We comprehend the world through signs rather than through raw sensation. The sign "tree" is not the physical object but the form through which we identify and compare a class of material objects as "trees." This mediation extends far beyond language: rules, expectations, value forms, roles - the whole structure through which social reality is rendered intelligible are semiotic. These sign systems are, again, not immaterial: they produce material effects, operate under material constraints, and are shaped by historically specific conditions. But they possess relative autonomy and internal regularity, and cannot be dismissed as irrelevant byproducts of material relations.

Beyond the triad

We have established that all signs consist of a representamen, an object, and an interpretant, but not all signs relate to their objects in the same way. Peirce found three fundamental types of sign: they are based on how the representamen connects to its object: the icon, the index, and the symbol.

An icon relates to its object by resembling it, through sharing qualities with it. A portrait resembles the person it depicts, or a map resembles the territory it represents. A diagram of a molecular structure resembles the structure itself. They are connected through similarity - if you destroyed every convention in the world, an icon would still signify, because the resemblance is intrinsic to it.

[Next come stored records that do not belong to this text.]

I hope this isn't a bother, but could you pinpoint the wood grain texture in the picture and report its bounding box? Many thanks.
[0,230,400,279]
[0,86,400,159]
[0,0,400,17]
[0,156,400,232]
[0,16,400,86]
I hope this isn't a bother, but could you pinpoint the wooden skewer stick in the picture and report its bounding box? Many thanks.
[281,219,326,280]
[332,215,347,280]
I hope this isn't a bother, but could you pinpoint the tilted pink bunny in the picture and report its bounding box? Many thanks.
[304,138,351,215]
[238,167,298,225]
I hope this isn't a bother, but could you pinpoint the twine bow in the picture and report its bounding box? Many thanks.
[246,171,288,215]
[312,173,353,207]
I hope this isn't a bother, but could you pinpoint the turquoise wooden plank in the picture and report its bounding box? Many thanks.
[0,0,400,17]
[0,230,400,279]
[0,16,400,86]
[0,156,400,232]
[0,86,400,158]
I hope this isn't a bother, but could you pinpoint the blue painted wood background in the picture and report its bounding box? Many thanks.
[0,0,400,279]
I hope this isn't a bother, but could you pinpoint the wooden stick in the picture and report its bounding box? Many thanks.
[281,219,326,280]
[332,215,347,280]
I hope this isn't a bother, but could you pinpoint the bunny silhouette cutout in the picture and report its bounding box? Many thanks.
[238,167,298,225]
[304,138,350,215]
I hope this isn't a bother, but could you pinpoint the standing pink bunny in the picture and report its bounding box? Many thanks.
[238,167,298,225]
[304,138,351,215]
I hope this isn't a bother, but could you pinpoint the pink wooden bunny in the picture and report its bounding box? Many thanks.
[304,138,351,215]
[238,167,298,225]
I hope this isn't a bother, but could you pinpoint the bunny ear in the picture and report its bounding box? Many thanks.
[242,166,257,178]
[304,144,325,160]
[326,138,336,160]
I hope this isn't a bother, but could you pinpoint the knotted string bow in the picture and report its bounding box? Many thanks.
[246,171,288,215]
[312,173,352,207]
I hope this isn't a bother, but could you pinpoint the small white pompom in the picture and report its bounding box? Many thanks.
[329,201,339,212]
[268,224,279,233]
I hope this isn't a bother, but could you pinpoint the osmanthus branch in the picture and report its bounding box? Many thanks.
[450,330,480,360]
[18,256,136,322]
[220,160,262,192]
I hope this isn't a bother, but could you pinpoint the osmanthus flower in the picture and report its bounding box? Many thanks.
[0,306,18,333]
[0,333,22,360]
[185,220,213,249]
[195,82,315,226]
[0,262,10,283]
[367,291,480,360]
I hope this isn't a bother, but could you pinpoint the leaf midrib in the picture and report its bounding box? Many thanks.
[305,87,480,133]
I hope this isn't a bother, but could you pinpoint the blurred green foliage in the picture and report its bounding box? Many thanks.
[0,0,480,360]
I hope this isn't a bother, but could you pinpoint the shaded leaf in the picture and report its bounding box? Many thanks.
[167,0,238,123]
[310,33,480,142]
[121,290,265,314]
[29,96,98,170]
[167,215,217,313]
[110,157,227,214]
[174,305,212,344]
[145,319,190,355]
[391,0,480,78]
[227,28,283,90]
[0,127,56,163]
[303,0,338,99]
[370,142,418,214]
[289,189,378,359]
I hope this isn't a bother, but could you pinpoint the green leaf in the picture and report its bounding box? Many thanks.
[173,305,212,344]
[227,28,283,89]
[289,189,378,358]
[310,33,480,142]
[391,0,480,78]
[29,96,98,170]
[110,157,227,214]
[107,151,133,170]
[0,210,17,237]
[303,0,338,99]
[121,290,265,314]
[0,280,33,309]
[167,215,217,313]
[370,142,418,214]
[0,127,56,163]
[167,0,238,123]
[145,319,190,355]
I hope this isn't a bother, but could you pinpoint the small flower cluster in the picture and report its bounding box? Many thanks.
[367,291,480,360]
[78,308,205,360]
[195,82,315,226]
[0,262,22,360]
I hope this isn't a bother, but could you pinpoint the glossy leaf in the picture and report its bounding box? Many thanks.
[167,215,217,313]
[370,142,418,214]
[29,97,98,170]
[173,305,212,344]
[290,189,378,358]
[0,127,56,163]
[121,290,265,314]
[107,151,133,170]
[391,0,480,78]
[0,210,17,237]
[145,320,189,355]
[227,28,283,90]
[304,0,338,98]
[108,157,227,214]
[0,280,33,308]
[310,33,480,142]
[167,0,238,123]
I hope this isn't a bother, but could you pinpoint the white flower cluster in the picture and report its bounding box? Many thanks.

An index relates to its object through a causal connection - for example, smoke is an index of fire. It isn't an icon, since its connection isn't through smoke looking like fire. Instead its connection is from the understanding that fire produces smoke.

A symbol relates to its object through convention, so through an established rule, habit, or social agreement. The word "tree" has no resemblance to a tree and no causal connection to one. It signifies only because a community of speakers has stabilised this association over time. Most of language operates symbolically. If we remove the convention, then the sign becomes meaningless.

These three types are evidently not mutually exclusive categories because real signs are usually mixtures, a traffic light - our earlier example - is partly indexical (since its physical presence at an intersection connects it to the flow of traffic it regulates) and partly symbolic (the red-means-stop, green-means-go code is fully conventional; there isn't anything inherent to the colour red that means "prohibited"). Language is mostly symbolic but contains iconic elements (like in onomatopoeia, "bzzz," "bang," "hiss", and others, where the sound of the word resembles the sound it refers to) and indexical elements (words like "this" and "here" that point to something present in the situation of utterance). Peirce's trichotomy describes dominant tendencies inside signs so we shouldn't treat them as rigid boxes.

For what concerns us what matters is the code-dependent symbolic dimension, for this is the layer of social life - we live through signs of rules, roles, value forms, labels - almost entirely symbolic! This is why codes are so important in everything that will follow: the question of how codes are stabilised, reproduced and altered is, in root, the question of social organisation itself.